Chrissy Teigen Jokes About the College Admissions Cheating Scam

Hot takes on the college admissions cheating scam have been all over the internet this week, so of course our favorite queen of social media had to provide her own thoughts on the story. After Felicity Huffman and Lori Loughlin, along with at least 48 other people, were charged with various crimes including paying bribes to help get their kids accepted into elite universities, Chrissy Teigen reacted to the scandal with a joke that poked fun at the news.

Teigen took to Twitter with a Photoshopped image that she seemingly made herself. It showed her face super-imposed over the body of a professional soccer player. Teigen gave John Legend, celebrity hair stylist Jen Atkin and her husband Mike Rosenthal the same treatment.

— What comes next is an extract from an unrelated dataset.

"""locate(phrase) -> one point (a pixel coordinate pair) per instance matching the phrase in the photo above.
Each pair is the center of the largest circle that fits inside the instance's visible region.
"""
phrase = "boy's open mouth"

“Does this look real?” Teigen quipped in the accompanying tweet. “We are trying to get into Harvard.” She followed up with a second tweet that read, “I feel like mine could pass.”

Teigen’s joke riffs off reports that Loughlin and her husband, Mossimo Giannulli, paid $500,000 in bribes to have two of their daughters designated as recruits to the University of Southern California crew team in order to ease their admission into the school. Reportedly, neither of their children actually participated in the sport. Additionally, Huffman and her husband, Shameless star William H. Macy, allegedly paid $15,000 to have their older daughter’s SAT test scores doctored by a special proctor at a “controlled” testing center to ensure she could get into college.

Legend retweeted Teigen’s post, though he did not provide any additional commentary. Meanwhile, Atkin reposted the tweet and joked, “If Mike made this I’m gonna murder him.” Rosenthal, who seems to use Twitter less frequently, did not react to the post at all.

Jokes aside, the charges leveled at Loughlin, Huffman and others are incredibly serious. When the news broke, Kelly Ripa commented on the scandal on Live with Kelly and Ryan, saying, “The whole thing is a shame and it’s robbing the kids the chance for them to achieve [getting into college] on their own.”